Sharia is based on the Quran and the teachings of Prophet Muhammad, but not all of sharia is God's word. A good part of sharia is made up of human contributions. There are literally hundreds and thousands of books written in the last 1,400 years, in multiple languages in places as diverse as Timbuktu in Africa to Bukhara in Central Asia, with millions of opinions, judicial reviews, etc. on various issues. Together, they form the body of sharia.
Sharia continues to evolve
A recent development, for example, is a sharia discipline called Islamic Economics and Finance. It now commands a trillion dollar market, thousands of scholarly works, graduate programs, and the establishment of sharia boards at hundreds of Muslim and non-Muslim owned banks. This exercise in sharia is essentially a human contribution of the last 50 years, aiming to offer Muslims guidance on how to invest and conduct their financial transactions in a modern economy in line with their principles as believers.
Throughout history, Islam has cherished debates. An important early Islamic debate that continues today was between traditionalists and rationalists over whether the universal principles of God's law were to be known by revelation or reason or both. These debates have resulted in dozens of schools of thought in Islam.
Is sharia a threat to America?
When some American pundits call sharia, "a growing threat to the United States," Muslim Americans wonder what in the world are they talking about. Sharia is overwhelmingly concerned with personal religious observance, not with constitutions and laws. All observant Muslims practice sharia. Defining sharia as a threat, therefore, is the same thing as saying that all observant Muslims are a threat.
Unfortunately, three US states have passed anti-sharia laws, and 18 others are actively considering bills against sharia. Some politicians are now looking to pass a federal law against sharia. Anti-sharia bills are a part of a well-funded campaign of fear-mongering and intolerance, not unlike previous campaigns in America against Catholics and Jews.

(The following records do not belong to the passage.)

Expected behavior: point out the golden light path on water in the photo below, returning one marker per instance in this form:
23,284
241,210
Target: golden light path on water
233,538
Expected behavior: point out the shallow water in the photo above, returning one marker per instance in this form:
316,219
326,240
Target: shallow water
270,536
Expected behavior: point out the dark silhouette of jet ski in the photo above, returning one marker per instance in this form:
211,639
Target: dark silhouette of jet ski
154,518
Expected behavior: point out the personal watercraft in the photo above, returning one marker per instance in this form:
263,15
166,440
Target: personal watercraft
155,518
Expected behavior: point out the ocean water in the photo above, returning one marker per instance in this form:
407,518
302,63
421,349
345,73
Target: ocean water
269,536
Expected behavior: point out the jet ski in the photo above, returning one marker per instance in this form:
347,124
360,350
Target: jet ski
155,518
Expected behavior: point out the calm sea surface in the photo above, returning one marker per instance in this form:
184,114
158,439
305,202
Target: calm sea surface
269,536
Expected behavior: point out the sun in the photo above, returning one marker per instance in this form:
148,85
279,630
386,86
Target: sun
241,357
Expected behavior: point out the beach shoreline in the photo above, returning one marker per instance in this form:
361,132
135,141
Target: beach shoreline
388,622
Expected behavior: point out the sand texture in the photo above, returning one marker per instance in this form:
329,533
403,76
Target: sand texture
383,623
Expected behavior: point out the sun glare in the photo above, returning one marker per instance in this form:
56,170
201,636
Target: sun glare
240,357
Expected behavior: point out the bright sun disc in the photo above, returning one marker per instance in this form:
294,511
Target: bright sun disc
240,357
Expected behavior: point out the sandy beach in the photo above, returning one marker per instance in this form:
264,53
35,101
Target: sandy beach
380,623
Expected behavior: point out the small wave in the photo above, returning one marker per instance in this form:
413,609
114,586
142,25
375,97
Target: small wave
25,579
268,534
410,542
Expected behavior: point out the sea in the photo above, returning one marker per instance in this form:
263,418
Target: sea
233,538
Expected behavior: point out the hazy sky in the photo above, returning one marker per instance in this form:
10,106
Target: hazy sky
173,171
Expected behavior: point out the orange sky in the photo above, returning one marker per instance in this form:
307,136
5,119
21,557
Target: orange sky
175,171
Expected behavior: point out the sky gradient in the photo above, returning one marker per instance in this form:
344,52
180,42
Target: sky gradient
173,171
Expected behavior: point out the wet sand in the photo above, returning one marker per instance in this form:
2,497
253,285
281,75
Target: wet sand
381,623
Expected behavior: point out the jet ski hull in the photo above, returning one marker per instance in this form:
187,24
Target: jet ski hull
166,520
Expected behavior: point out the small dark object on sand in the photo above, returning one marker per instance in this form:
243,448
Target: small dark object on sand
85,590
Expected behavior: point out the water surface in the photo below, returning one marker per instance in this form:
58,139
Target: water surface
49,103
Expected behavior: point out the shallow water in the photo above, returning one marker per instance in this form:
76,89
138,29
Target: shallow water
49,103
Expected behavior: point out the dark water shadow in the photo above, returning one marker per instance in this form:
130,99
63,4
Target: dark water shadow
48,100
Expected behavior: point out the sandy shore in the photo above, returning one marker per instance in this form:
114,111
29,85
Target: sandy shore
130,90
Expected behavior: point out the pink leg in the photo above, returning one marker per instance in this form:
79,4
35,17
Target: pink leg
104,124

To understand sharia is to understand Islam. Criminalizing sharia will criminalize the practice of Islam in America.
Sharia mandates that Muslims respect the law of the land. It is also against sharia to impose sharia on anyone. Muslim Americans are subject to the same laws and constitution as any other American.
Sharia is in some ways similar to the Jewish halacha law or Catholic canon law, with similar historic roots but far less complex. Unlike Jewish Halacha law, which is practiced in Jewish American courts called Beth Din, there is no Muslim court system in the United States, nor is the Muslim community demanding this.
Abdul Malik Mujahid is the President of Sound Vision and the chair of the Council for a Parliament of the Worlds Religions.